Jeden Donnerstagabend in der Überwasserkirche Münster

Emmanuel-Gemeinschaft bietet wöchentliche Auszeit in Münster

Im Eingangsbereich der Überwasserkirche in Münster lädt ein Sofa ein, es sich gemütlich zu machen. Das fällt leicht, denn der Raum wirkt wie ein Wohnzimmer mit Tischchen, Blumen und Lampen. Auf Stehtischen findet der Besucher Knabbereien und Getränke. Nach und nach füllt sich der Bereich unter dem Kirchturm mit Menschen.

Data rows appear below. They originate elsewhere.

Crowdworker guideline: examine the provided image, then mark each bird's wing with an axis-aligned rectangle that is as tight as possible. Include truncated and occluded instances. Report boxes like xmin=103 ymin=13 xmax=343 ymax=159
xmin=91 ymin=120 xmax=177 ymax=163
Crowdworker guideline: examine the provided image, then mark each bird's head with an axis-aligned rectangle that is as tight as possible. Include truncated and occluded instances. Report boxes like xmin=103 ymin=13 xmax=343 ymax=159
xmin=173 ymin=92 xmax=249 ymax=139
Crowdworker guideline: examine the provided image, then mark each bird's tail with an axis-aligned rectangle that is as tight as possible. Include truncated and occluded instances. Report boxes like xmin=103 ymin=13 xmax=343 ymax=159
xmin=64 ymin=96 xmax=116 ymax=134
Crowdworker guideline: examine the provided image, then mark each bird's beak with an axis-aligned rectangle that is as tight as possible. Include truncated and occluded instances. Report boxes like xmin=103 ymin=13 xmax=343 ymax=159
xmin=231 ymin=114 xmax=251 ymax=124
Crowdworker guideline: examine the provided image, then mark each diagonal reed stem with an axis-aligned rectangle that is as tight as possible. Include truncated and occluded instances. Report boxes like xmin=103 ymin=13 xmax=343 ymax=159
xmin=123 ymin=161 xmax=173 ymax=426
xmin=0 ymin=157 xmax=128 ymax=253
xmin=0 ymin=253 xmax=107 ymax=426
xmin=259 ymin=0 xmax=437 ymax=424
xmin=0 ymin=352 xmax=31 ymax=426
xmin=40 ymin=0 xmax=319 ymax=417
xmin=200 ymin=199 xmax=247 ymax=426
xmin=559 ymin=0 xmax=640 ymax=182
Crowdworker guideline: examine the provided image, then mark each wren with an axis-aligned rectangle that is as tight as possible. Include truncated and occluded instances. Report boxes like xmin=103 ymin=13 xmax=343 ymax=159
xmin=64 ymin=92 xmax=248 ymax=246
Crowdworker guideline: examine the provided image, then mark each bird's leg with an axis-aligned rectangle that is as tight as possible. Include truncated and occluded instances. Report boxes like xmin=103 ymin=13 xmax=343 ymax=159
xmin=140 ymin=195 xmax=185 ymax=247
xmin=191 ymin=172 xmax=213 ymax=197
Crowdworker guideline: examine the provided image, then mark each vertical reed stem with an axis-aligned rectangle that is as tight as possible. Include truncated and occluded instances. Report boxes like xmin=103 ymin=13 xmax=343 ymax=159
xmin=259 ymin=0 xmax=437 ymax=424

Im Altarraum beginnt kurz darauf ein Gottesdienst mit Musik, Gebet, Impulsen und Stille. Jeder kann sich beteiligen. Dank und Bitten formulieren, mitsingen oder schweigen. Die Liedtexte werden mit einem Beamer auf eine Leinwand projiziert – später beim Impuls auch Bibeltexte und Fotos. Am Ende der Feier ist wieder Gelegenheit für Gespräche.

Neue Konzepte für die Stadtpastoral

Die wöchentlichen Treffen – „Emmanuel-Meetings“ genannt – werden von der geistlichen Gemeinschaft Emmanuel organisiert und gestaltet. Mitglieder der Geistlichen Gemeinschaft haben vor einem Jahr mit einem neuen Konzept der Stadtpastoral begonnen. Sie wollen Menschen unabhängig von Alter, Herkunft oder Kirchenbezug ansprechen und ins Gespräch und Gebet bringen.

„Wir haben etwas geschenkt bekommen, das wir nicht für uns behalten wollen“, beschreibt Pfarrer Martin Sinnhuber das Anliegen der Gemeinschaft, anderen Menschen zu vermitteln, dass sie von Gott geliebt sind. Sinnhuber ist Leiter der Gruppe, die neben den wöchentlichen „Emmanuel-Meetings“ noch weitere Angebote entwickelt hat. So gibt es von Zeit zu Zeit ein zwangloses Abendessen ohne thematische Gestaltung und ausdrücklich ohne religiösen Bezug: das „Dinner at Eight“ („Dinner um acht“).

Was macht das „Emmanuel House Münster“?

Für Paare werden besondere Abende gestaltet. Auch ein Glaubenskurs ist in Planung. Und im November wird unter dem Motto „Mission possible“  („Mission möglich“) zu einem Kurs eingeladen, wie Glaube geweckt und weitergegeben werden kann. Die Aktivitäten des Teams sind gebündelt unter dem Dach des „Emmanuel House Münster“ („Emmanuel-Haus Münster“). „Das ist im Moment noch ein virtuelles Haus“, räumt Martin Sinnhuber ein.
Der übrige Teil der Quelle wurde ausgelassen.